Could be a little of both, what speakers are you using for your fronts and center?


----------



## the_rookie (Sep 30, 2008)

1x Polk Audio CSi25 (Center Speaker)
2x Polk Audio R50 (Tower Speakers)
1x Yamaha Natural Sound Stereo Receiver RX-V480 (Receiver)


----------



## tonyvdb (Sep 5, 2007)

Your mains are defiantly stronger than your center but your center is not bad.

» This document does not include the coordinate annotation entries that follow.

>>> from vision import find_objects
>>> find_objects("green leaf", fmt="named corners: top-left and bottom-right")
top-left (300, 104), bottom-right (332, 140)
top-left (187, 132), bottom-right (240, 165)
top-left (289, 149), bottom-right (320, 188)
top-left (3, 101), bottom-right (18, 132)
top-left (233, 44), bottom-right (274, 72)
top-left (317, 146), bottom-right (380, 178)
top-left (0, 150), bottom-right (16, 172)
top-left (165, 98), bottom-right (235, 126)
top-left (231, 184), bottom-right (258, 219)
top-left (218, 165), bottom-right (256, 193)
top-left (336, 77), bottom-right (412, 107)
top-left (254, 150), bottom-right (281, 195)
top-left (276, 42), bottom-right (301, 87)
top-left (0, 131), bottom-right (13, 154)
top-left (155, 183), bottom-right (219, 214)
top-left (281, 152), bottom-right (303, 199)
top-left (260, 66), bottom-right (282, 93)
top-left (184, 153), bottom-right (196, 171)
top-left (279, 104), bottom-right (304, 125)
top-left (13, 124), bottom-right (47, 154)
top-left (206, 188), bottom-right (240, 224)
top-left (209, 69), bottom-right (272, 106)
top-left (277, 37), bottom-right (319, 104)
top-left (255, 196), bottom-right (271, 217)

Your receiver is fairly old, have you given any thought to upgrading?


----------



## the_rookie (Sep 30, 2008)

Yeah, but would that make a such a difference in my musical selection?

Cuz dont most AVRs do the same thing, which is amplify the signals?


----------



## tonyvdb (Sep 5, 2007)

yes, and no. the newer receivers have built in room correction and auto eq's that work very well to make all channels preform properly and to make each speaker sound there best.


----------



## the_rookie (Sep 30, 2008)

Really eh? Hmmm, i will have to look into it more. I might have to upgrade soon...well idk, i think i need to re-adjust my priorities...


----------



## tcarcio (Jun 27, 2007)

I have a Pioneer Elite reciever that has 7 channel stereo and it sounds great, not true stereo with 7 channels but it fills the room up nicely.


----------



## drdoan (Aug 30, 2006)

My Denon receiver has the Audyssey MultiEQ system that is amazing at setting up all the speakers in a system. I get the best sound with it than anything I tried myself. Several companies incorporate it with their products. If you can, give it a try. Dennis


----------